Q14 — How does goodwill arise in an acquisition?

Goodwill arises in purchase price accounting when the price paid for a company exceeds the fair value of its net identifiable assets. After a deal closes, the acquirer must perform purchase price allocation (PPA): step through the target's balance sheet, mark all tangible assets (PP&E, inventory, receivables) to fair value, identify and value intangible assets that weren't on the balance sheet (brand names, customer relationships, technology, non-compete agreements), then subtract all liabilities at fair value. If the purchase price exceeds all of that — tangible assets plus identified intangibles minus liabilities — the residual is goodwill, representing things like workforce quality, customer loyalty, and business synergies that can't be discretely valued. The formula is: Goodwill = Purchase Price − (Fair Value of Net Tangible Assets + Identified Intangibles − Liabilities). Under US GAAP, goodwill is not amortized; instead it sits on the balance sheet indefinitely and is tested annually for impairment — if the business deteriorates and carrying value exceeds fair value, the company takes a write-down. Under IFRS, the treatment is the same for listed companies. In an interview, know that a large goodwill write-down is a red flag that the acquirer overpaid relative to what the business actually delivered.

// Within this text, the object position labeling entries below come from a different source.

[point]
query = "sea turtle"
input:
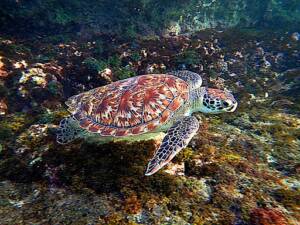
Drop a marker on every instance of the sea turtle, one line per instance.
(133, 108)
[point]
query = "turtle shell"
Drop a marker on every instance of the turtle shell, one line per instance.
(129, 107)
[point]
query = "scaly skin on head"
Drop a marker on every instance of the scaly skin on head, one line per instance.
(212, 101)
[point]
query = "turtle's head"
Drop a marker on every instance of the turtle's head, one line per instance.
(216, 101)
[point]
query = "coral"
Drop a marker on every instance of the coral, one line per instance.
(266, 216)
(132, 205)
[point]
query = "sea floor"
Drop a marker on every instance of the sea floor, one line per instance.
(241, 168)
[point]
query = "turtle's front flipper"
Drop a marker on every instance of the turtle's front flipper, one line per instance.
(177, 138)
(68, 130)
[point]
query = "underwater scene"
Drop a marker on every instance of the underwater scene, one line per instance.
(155, 112)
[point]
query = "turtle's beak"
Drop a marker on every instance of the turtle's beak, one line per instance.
(233, 106)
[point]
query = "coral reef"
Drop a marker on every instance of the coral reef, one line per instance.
(241, 168)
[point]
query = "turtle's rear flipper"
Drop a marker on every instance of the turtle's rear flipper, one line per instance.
(177, 138)
(68, 130)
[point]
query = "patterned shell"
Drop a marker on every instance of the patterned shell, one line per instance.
(129, 107)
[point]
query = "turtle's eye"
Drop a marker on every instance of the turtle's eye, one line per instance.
(226, 104)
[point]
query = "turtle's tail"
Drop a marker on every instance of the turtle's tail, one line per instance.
(68, 130)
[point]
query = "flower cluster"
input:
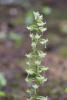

Q15 — Why might a strategic buyer pay more than a PE firm?

Strategic buyers can justify a higher price because they're not buying the standalone business — they're buying the combined entity after synergies are captured. A strategic acquirer can take $80M in cost synergies (shared headcount, facilities, G&A) and $40M in revenue synergies (cross-sell, distribution leverage), effectively acquiring $120M of incremental EBITDA on top of the target's existing earnings base; if they apply the same EV/EBITDA multiple to the synergy-adjusted EBITDA, the maximum justifiable price is significantly higher. A PE firm, by contrast, is constrained to standalone economics: they can't take synergies because they have no platform to integrate into (unless it's a bolt-on to an existing portfolio company), and their return analysis is anchored by two hard constraints — debt capacity and return hurdle. Debt capacity limits how much leverage they can put on the deal (typically 4–7x EBITDA depending on sector and credit markets), which caps the equity check; and the return hurdle (20%+ IRR) limits the entry multiple because they need to exit at a sufficient premium to generate those returns over 5 years. The net result: in a competitive process, a strategic buyer will almost always outbid a PE firm on an asset where synergies exist, which is why most large-cap M&A is strategic-on-strategic — PE tends to win assets that are underperforming, operationally complex, or out-of-favor with strategic acquirers.

Quick Reference — Methodology Summary
Methodology What It Measures Includes Control Premium Key Weakness
Trading Comps Minority, marketable value No Market sentiment distortion
Precedent Transactions Control value (M&A context) Yes Staleness, deal-specific factors
DCF Intrinsic value (standalone) Depends Sensitivity to assumptions
LBO Analysis Financial buyer floor No Assumes PE buyer, leverage-driven
Interview Tip — How to Structure Any Valuation Answer

For any valuation methodology question, structure your answer in three beats: (1) what it is and how it works mechanically, (2) when you use it and why it's appropriate in that context, and (3) its key limitation or what would make you weight it less heavily. Interviewers aren't testing whether you can recite definitions — they're testing whether you can reason about tradeoffs. The candidate who says "DCF can be unreliable when the terminal value dominates" demonstrates judgment; the one who just walks through the formula demonstrates memorization. Every answer in this guide is built on that three-beat structure.